Four contestants went head-to-head on various critical care topics in a session full of playful banter and controversies.
Pardon the Interruption 2020: Controversies in Critical Care, Part 1, hosted by David Schulman, MD, MPH, FCCP, on Sunday, October 18, posed controversial critical care questions to participants David Bowton, MD, FCCP, of Wake Forest University School of Medicine; Kristin Burkhart, MD, MS, FCCP, of Columbia University School of Medicine; Steven Hollenberg, MD, FCCP, of Hackensack Meridian School of Medicine at Seton Hall University; and Amy Morris, MD, FCCP, of University of Washington School of Medicine. The session is available for viewing on the virtual CHEST 2020 meeting platform through February 1, for registered attendees.
Dr. Schulman judged each contestant’s answers on volume, humor, and accuracy. Points were awarded for data, sass, and whether or not it entertained or annoyed Dr. Schulman. In a close fight, Dr. Burkhart came out as the winner.
The first question posed: What is the current role of glucocorticoids in the management of community acquired pneumonia (CAP)? Dr. Bowton said there was no mortality benefit of the steroids, citing the ESCAPe trial, while Dr. Hollenberg said it was a “toss up,” and it’s “never going to be one way or another.”
Dr. Morris argued that it depends on the pneumonia. If someone is super sick on a bunch of pressors, she’d consider them. Dr. Burkhart said there’s a slight mortality benefit of steroids for severe pneumonia, per the Cochrane Review, and said routine use “no,” but maybe in another indication such as sepsis.
The next question: Antibiotics within one hour or thoughtful consideration to avoid overuse?
“I don’t buy, entirely, the thought that mortality goes up linearly with every hour that patients don’t get antibiotics for a couple reasons,” Dr. Morris said. “It’s all retrospective data, heavily statistically adjusted by very smart people, but the challenge is, when you assign a fixed number to that, I think people stop thinking and start doing. And there’s a lot of pressure … to abide by the guidelines instead of maybe doing the right thing and thinking more carefully. … But I think the key thing in the discussion is recognizing that we need to tailor and stop early when we know what is actually causing the problem.”
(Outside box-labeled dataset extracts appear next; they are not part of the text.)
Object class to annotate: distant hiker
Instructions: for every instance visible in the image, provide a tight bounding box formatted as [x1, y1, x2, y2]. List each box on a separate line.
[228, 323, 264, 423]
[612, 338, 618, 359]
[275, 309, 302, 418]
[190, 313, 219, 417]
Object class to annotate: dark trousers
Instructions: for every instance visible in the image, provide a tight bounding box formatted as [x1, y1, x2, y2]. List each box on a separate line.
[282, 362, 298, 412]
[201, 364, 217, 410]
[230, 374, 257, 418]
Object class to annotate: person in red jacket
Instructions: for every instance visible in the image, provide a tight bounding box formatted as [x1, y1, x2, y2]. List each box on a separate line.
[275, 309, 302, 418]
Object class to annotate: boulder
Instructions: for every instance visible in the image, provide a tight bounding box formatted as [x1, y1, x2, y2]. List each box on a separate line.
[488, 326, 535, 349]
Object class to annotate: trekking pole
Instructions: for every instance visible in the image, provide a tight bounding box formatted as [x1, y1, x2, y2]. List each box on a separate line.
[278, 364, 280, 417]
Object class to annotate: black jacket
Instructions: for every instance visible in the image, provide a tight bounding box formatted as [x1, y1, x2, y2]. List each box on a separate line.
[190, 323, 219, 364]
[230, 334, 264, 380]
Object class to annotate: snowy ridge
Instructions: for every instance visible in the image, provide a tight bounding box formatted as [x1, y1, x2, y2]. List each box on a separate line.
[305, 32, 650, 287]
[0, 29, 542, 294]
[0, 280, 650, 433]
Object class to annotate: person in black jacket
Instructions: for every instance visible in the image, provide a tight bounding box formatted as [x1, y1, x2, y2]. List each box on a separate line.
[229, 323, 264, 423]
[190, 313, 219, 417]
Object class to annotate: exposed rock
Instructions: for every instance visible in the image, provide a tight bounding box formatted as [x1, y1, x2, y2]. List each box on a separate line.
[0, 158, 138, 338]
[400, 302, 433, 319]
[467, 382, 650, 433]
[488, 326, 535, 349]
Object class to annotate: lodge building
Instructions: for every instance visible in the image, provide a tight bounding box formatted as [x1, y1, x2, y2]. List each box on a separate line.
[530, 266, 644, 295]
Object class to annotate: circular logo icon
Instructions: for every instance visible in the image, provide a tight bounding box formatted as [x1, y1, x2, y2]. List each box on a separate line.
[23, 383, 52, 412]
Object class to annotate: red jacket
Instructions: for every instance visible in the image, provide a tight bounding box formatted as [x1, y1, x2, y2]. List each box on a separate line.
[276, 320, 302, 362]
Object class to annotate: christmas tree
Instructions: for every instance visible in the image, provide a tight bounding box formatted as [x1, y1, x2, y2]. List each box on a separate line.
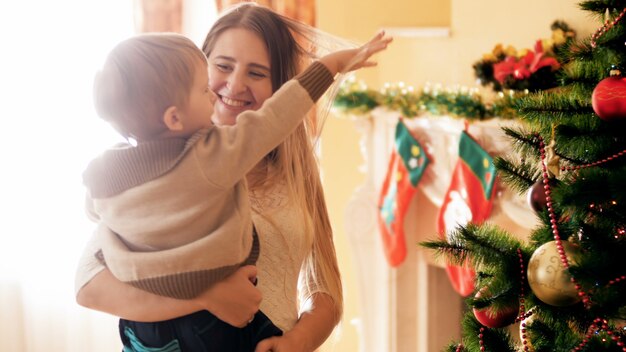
[421, 0, 626, 352]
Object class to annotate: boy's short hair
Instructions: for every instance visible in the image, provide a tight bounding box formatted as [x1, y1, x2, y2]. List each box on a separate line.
[93, 33, 207, 139]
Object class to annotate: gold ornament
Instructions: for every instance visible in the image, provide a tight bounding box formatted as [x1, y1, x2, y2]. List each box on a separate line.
[527, 241, 581, 307]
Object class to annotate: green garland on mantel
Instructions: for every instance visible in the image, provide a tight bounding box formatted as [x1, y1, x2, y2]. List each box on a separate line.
[333, 79, 527, 120]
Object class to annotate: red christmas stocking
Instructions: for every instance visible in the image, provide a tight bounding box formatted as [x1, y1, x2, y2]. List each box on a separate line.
[437, 131, 496, 297]
[378, 120, 428, 267]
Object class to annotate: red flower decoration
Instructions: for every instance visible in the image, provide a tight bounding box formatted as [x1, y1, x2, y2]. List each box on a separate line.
[493, 40, 561, 84]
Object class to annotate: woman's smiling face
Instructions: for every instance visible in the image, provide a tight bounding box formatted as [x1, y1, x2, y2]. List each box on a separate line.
[209, 28, 272, 125]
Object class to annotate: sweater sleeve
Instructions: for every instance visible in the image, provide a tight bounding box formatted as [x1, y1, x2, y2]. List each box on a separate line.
[74, 232, 105, 295]
[193, 62, 334, 188]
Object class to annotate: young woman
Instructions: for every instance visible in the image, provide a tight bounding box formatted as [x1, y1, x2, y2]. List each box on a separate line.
[77, 3, 390, 352]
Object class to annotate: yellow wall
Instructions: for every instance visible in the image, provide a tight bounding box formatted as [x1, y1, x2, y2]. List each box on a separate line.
[317, 0, 598, 352]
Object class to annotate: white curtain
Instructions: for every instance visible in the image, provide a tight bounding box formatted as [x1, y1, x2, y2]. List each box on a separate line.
[0, 0, 134, 352]
[0, 0, 215, 352]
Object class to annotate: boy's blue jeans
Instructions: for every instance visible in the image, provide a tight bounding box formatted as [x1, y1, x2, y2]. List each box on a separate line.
[119, 311, 283, 352]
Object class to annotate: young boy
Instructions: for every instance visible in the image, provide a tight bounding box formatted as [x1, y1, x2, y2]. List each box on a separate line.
[84, 34, 388, 351]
Dr. Burkhart had a slightly different answer.
“Aim for under one hour,” she said. “In septic shock, you have to go big or go home. … There’s a great risk of death if you don’t appropriately initiate antibiotics in a time-sensitive manner.”
Dr. Hollenberg chimed in and said the issue isn’t when to start, it’s not stopping once administered.
“Within one hour, antibiotics don’t make a difference unless it’s septic shock,” Dr. Bowton added.
Up next: Should we use daily or continuous renal replacement therapy (RRT) for acute kidney injury in the ICU?
“From a cardiology point of view, continuous RRT is better tolerated in cardiac patients,” Dr. Hollenberg said. “It’s just logistically easier for an intensivist in an ICU to be able to manage the continuous RRT rather than strain the resources of the renal service.”
Dr. Morris chimed in saying “you use what you have and have the resources for.”
When asked about targeted temperature management: 33 or 36 degrees?, Dr. Burkhart said the evidence suggests 36 degrees, and when asked “Should septic patients with chronic hypertension have a goal MAP of 80 mm HG in the ICU?”, Dr. Bowton said “No, probably.” Dr. Burkhart agreed with Dr. Bowdon.
Other questions discussed included:
- Should ultrasound be used to guide fluid management in sepsis?
- Should NIPPV noninvasive positive pressure ventilation be used in managing acute hypoxemic respiratory failure from ALI?
- What is the role for Vitamin C and thiamine for sepsis?
- COVID-19 speed round—Empiric CAP therapy for patients admitted with coronavirus?